Собрал нас, студентов, преподаватель военной кафедры полковник Данилин в истребительный батальон, и через несколько дней мы уже вели под Колодичами бой с фашистским десантом. Мы все в штатской одежде, а немцы в нашей красноармейской форме. Тогда немало таких десантов враг забрасывал к нам в прифронтовые тылы.
— Но еще больше,— вмешивается в разговор Русакович,— было панических разговоров об этих десантах.
— Да, было и такое,— соглашается Толпеко.— Но мы воевали против настоящих диверсантов. У убитых диверсантов в вещмешке было немецкое обмундирование...
От сотен фронтовиков мне доводилось слышать рассказы о том, как они встретили войну, и никем она в те первые дни не воспринималась таким страшным бедствием и такой всенародной трагедией, какой оказалась потом. Даже те, кто в первый день попал под вражеские бомбы и снаряды, кто пережил смерть родных и близких, не могли предположить, что война затянется на бесконечных четыре года и унесет десятки миллионов жизней. Не могли предположить и мои собеседники, что в их республике погибнет каждый четвертый и население их родной Белоруссии достигнет довоенного уровня только через тридцать лет после этой страшной войны.
Семья родного маминого брата Николая Четверикова на рассвете 22 июня была разбужена взрывами снарядов и бомб в Белостоке. Дядя Коля успел впихнуть жену в эшелон, подал в окно дочурок, а сам пристал к воинской части, которая отходила из горящего Белостока. Так он рассказывал осенью сорок третьего, когда после госпиталя заезжал к нам в разоренный Сталинград. И даже через два года после начала войны, как мне сейчас кажется, он не мог предположить тех неисчислимых жертв, которые еще предстояло принести.
— Еще одно такое побоище, и Гитлер не выдержит,— говорил дядя Коля, рассказывая про бои на Курской дуге, где он был ранен.— К Новому году, а самое долгое — к весне война закончится...
Однако старший лейтенант, командир противотанковой батареи Николай Четвериков ошибся. Не окончилась она ни к Новому году, ни к весне, когда он был еще раз ранен, теперь уже в третий раз. Шла она еще полгода и после того, как он был убит 30 ноября 1944 года, уже майором, командиром противотанкового дивизиона, в Прибалтике при ликвидации вражеской группировки.

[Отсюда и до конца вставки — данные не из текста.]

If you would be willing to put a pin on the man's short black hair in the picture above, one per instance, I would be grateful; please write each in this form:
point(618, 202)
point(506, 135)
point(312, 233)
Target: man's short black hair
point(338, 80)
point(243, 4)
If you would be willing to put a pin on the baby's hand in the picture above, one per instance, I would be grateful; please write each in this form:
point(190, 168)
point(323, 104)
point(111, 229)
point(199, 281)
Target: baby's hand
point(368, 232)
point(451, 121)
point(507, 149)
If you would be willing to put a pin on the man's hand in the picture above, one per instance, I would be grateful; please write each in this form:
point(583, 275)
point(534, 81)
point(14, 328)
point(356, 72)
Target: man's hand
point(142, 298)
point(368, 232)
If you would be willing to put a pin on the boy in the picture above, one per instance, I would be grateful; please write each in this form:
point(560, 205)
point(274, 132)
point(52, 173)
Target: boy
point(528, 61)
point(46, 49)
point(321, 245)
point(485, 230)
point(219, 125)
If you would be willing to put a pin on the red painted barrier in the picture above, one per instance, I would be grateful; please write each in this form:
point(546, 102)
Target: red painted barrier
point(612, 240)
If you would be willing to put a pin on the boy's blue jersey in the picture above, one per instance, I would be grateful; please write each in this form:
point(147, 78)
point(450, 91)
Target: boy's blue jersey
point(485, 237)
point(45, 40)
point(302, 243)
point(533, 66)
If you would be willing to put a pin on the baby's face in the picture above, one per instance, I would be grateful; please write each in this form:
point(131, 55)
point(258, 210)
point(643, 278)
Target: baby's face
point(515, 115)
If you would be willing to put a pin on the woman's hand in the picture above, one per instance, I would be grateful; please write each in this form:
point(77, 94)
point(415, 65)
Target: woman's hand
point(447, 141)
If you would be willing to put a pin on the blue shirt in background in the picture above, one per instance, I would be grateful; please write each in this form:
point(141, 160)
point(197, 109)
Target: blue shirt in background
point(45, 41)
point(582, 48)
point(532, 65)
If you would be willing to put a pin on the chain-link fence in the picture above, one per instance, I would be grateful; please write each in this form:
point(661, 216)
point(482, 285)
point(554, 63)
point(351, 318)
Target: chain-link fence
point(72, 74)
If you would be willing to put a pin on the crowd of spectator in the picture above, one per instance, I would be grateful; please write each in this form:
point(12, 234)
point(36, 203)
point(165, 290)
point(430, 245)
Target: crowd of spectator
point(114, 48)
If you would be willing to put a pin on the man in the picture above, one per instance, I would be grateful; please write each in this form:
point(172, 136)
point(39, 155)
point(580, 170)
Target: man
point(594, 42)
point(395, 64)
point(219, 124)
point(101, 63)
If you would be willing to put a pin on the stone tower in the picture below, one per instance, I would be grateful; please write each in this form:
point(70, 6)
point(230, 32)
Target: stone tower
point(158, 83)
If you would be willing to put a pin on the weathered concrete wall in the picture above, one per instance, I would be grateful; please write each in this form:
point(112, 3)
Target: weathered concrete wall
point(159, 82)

— Человек не может смириться со смертью,— словно что-то припоминая, говорит Русакович,— вот и отпихивает ее от себя.
— Да, все мы ошибались в сроках...— соглашается Толпеко.— Если бы мне тогда кто сказал, что она продлится четыре года и погибнет столько народу, я бы плюнул ему в глаза. Хотя уже было видно, что не малой кровью обойдется нам война... Мы ликвидировали десант под Колодичами, а сами оказались в окружении. На всех главных дорогах немцы, а нам оставались только проселки...
Я слушаю его рассказ, а сам вспоминаю слова дяди Коли Четверикова: «От самого Белостока и до Смоленска они по дорогам, а мы за дорогами».
— Мы все еще в гражданской одежде,— продолжает Николай Иосифович.— Наш командир полковник Данилин приказывает зайти в универмаг, взять велосипеды, рюкзаки, загрузиться продуктами и по три — пять человек выходить из окружения. Мы так и сделали. Помню, в магазине отрезал от глыбы большой кусок сливочного масла.